Il faut oser franchir ce seuil d’une porte et d’une fenêtre complètement opaques, obstruées par un film adhésif. Mais une fois à l’intérieur de l’espace de la galerie Toxic, rue de l’eau, on est immédiatement happé par l’ambiance. De l’obscurité d’abord, dans laquelle on arrive à déceler des bribes d’images sur l’installation murale Financial Times, longue de plus de trois mètres. Du son ensuite, celui, inquiétant, sourd, réalisé pour la projection vidéo The Force is Blind par le duo Y.E.R.M.O. (Yannick Franck et Xavier Dubois). Les images de cette vidéo sont tout aussi énigmatiques et envoûtantes à la fois : nerveuses, parasitées, elles cachent autant qu’elles montrent. De cette œuvre d’art totale qu’est l’exposition personnelle de Gast Bouschet et Nadine Hilbert naît un sentiment de paranoïa, de menace généralisée, comme celle que nous imposent actuellement les leaders du monde occidental en nous annonçant des menaces terroristes à tout bout de champ, érigeant l’Autre en danger permanent.
Cette peur d’un danger immanent est le sujet de tout le travail récent de Gast Bouschet et Nadine Hilbert, artistes luxembourgeois qui vivent à Bruxelles et avaient entre autres travaillé sur ce thème pour Collision Zone, leur participation à la biennale de Venise l’année dernière.
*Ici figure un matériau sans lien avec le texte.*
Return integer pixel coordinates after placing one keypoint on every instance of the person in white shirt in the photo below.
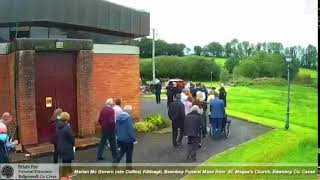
(184, 95)
(117, 108)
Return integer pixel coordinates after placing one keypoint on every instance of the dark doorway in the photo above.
(55, 79)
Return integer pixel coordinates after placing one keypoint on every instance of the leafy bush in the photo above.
(231, 63)
(151, 123)
(269, 81)
(303, 79)
(190, 67)
(264, 64)
(224, 76)
(240, 81)
(247, 68)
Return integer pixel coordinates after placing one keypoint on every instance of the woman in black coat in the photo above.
(223, 96)
(65, 139)
(53, 132)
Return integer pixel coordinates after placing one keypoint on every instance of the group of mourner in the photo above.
(116, 128)
(187, 110)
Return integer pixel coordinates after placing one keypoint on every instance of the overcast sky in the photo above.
(199, 22)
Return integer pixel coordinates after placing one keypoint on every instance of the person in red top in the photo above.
(53, 132)
(107, 123)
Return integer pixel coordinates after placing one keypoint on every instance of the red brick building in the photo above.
(39, 74)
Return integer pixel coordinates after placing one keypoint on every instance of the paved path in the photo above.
(157, 148)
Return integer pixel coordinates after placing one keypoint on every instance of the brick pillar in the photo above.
(25, 92)
(86, 124)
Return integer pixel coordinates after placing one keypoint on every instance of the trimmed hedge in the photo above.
(263, 64)
(151, 123)
(188, 68)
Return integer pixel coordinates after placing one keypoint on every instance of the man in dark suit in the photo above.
(157, 91)
(176, 114)
(192, 128)
(217, 112)
(107, 123)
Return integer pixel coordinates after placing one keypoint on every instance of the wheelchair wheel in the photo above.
(227, 130)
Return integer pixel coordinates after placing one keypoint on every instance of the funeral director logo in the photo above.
(7, 171)
(29, 171)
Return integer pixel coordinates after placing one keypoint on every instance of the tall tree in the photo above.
(228, 49)
(246, 46)
(197, 50)
(311, 57)
(215, 48)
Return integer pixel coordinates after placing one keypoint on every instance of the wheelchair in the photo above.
(225, 130)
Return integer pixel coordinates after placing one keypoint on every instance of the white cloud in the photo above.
(291, 22)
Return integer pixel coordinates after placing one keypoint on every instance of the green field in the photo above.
(220, 61)
(267, 105)
(312, 73)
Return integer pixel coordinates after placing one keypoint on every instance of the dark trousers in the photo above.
(158, 99)
(125, 148)
(110, 136)
(216, 124)
(66, 169)
(204, 124)
(193, 147)
(55, 153)
(175, 135)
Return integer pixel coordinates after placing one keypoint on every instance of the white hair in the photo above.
(195, 108)
(186, 90)
(109, 102)
(127, 108)
(200, 96)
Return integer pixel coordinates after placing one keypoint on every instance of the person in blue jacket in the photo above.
(217, 112)
(125, 134)
(5, 144)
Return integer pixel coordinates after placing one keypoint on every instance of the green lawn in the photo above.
(312, 73)
(220, 61)
(267, 105)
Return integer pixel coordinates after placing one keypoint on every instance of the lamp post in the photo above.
(153, 57)
(288, 59)
(211, 78)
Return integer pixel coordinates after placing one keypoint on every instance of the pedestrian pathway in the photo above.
(157, 147)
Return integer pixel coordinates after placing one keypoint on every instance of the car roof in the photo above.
(175, 80)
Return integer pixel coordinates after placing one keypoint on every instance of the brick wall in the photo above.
(4, 85)
(86, 124)
(26, 108)
(115, 76)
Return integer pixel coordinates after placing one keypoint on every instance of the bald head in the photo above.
(6, 117)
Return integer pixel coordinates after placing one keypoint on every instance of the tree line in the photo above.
(306, 57)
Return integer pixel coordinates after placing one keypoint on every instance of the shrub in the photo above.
(240, 81)
(269, 81)
(231, 63)
(190, 67)
(264, 64)
(151, 123)
(303, 79)
(224, 76)
(247, 68)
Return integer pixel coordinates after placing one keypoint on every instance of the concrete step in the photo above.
(46, 149)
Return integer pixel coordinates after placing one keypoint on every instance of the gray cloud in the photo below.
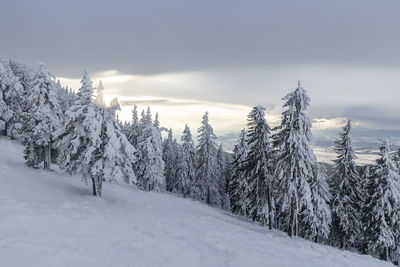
(158, 36)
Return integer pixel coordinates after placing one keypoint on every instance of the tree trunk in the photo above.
(94, 187)
(270, 219)
(292, 231)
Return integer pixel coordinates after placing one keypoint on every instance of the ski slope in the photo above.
(48, 219)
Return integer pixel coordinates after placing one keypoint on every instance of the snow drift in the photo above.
(48, 219)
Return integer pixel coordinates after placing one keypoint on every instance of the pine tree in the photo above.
(80, 140)
(346, 192)
(11, 92)
(238, 187)
(294, 164)
(320, 226)
(41, 119)
(150, 165)
(100, 95)
(223, 175)
(170, 158)
(382, 206)
(207, 180)
(189, 161)
(261, 204)
(181, 180)
(132, 130)
(117, 155)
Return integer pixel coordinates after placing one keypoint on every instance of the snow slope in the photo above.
(47, 219)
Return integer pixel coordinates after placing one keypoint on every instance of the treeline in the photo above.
(272, 177)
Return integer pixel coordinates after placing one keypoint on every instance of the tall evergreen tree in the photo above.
(238, 187)
(223, 174)
(150, 165)
(294, 164)
(80, 140)
(346, 192)
(41, 119)
(261, 204)
(11, 93)
(181, 180)
(189, 161)
(319, 228)
(382, 206)
(132, 130)
(170, 160)
(207, 180)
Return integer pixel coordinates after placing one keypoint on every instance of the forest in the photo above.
(272, 176)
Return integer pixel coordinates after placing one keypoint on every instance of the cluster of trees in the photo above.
(272, 177)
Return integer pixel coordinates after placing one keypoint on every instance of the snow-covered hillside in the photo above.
(48, 219)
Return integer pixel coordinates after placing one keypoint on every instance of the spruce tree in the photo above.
(261, 204)
(320, 227)
(238, 187)
(294, 163)
(41, 119)
(150, 165)
(11, 102)
(207, 180)
(170, 160)
(189, 161)
(223, 174)
(79, 143)
(382, 206)
(182, 181)
(346, 192)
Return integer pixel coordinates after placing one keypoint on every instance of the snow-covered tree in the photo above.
(189, 160)
(294, 163)
(224, 176)
(132, 130)
(92, 144)
(100, 95)
(150, 165)
(11, 92)
(319, 229)
(382, 206)
(41, 119)
(207, 180)
(238, 187)
(117, 154)
(170, 160)
(181, 180)
(261, 204)
(346, 192)
(80, 140)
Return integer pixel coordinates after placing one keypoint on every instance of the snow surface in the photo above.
(48, 219)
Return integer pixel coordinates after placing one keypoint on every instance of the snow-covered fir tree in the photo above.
(132, 130)
(92, 142)
(150, 165)
(189, 160)
(181, 180)
(117, 154)
(207, 180)
(224, 176)
(238, 187)
(261, 204)
(11, 102)
(294, 164)
(321, 225)
(382, 206)
(346, 192)
(80, 140)
(41, 119)
(170, 160)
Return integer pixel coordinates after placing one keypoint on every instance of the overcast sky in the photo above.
(183, 57)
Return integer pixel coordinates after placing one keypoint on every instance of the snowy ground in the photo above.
(47, 219)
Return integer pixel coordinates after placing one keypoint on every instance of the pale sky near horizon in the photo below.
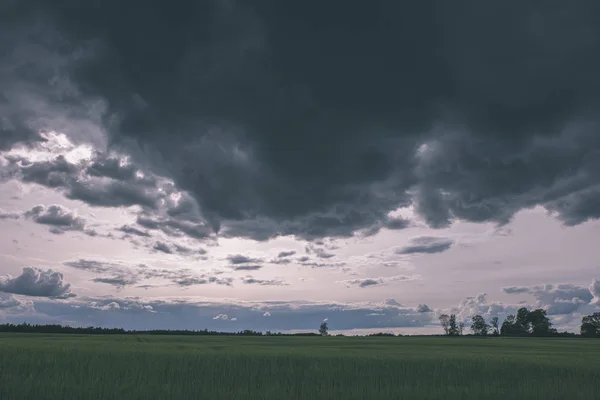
(262, 174)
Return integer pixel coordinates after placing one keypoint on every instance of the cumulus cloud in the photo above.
(8, 301)
(162, 247)
(131, 230)
(426, 245)
(284, 254)
(37, 282)
(595, 291)
(248, 280)
(237, 259)
(122, 274)
(59, 218)
(246, 267)
(423, 308)
(558, 299)
(367, 282)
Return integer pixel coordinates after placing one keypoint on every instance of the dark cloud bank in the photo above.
(314, 119)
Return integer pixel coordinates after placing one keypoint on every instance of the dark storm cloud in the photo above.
(59, 218)
(118, 281)
(8, 215)
(318, 119)
(426, 244)
(246, 267)
(558, 299)
(162, 247)
(37, 282)
(124, 274)
(423, 308)
(367, 282)
(236, 259)
(284, 254)
(248, 280)
(131, 230)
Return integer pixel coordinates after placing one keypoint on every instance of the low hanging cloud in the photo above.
(248, 280)
(59, 218)
(237, 259)
(367, 282)
(121, 274)
(423, 308)
(38, 283)
(426, 245)
(559, 299)
(595, 291)
(162, 247)
(284, 254)
(244, 267)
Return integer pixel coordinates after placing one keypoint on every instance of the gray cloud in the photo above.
(248, 267)
(123, 274)
(241, 259)
(131, 230)
(162, 247)
(8, 215)
(423, 308)
(37, 282)
(248, 280)
(59, 218)
(426, 244)
(559, 298)
(283, 254)
(452, 132)
(367, 282)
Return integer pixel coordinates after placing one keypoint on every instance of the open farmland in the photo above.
(39, 366)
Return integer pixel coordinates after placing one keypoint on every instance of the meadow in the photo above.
(57, 367)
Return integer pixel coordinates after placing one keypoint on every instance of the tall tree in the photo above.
(479, 327)
(495, 327)
(590, 325)
(453, 326)
(324, 329)
(540, 323)
(445, 322)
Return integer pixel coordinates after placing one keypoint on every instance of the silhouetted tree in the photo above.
(590, 325)
(324, 329)
(540, 323)
(445, 322)
(479, 327)
(453, 326)
(495, 328)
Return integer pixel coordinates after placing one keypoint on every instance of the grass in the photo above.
(38, 366)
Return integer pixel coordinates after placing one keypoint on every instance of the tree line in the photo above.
(525, 323)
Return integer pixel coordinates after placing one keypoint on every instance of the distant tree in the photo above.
(590, 325)
(445, 322)
(453, 326)
(324, 329)
(508, 326)
(522, 322)
(479, 327)
(495, 328)
(540, 323)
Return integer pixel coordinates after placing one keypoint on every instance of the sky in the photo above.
(271, 165)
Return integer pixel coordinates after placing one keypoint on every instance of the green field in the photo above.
(39, 366)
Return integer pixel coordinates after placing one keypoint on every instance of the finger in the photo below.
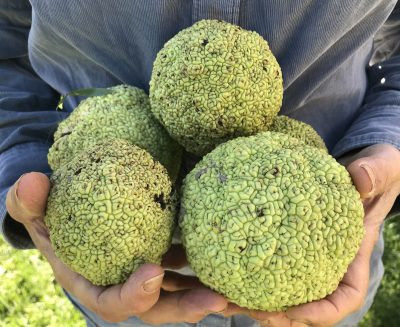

Or, alors que cette installation-là se passait dans le sud de l’Espagne et tournait autour de la peur qu’a l’Europe des immigrants africains, The Force is Blind pourrait être partout, près de chez nous, dans n’importe quelle ville européenne.
L’idée du film leur est venue lorsqu’ils étaient bloqués à Londres par les cendres volcaniques au printemps – beaucoup des parasitages de ces images-ci sont d’ailleurs provoquées par des cendres posées sur l’objectif, qui peut aussi être embué par moments. Bien qu’on n’y voie pas vraiment clair, on décèle des choses qui nous sont familières dans ces images, des blocs d’appartements, des toits, des cheminées, des gens qui traversent des rues, disparaissent dans des bouches de métro, des insectes sur ce qui pourraient être des moisissures, des cheveux dans le vent, des feux d’artifices (ou des attaques aériennes ?), des embouteillages, des drapeaux noirs, des affichages lumineux des cours en bourse...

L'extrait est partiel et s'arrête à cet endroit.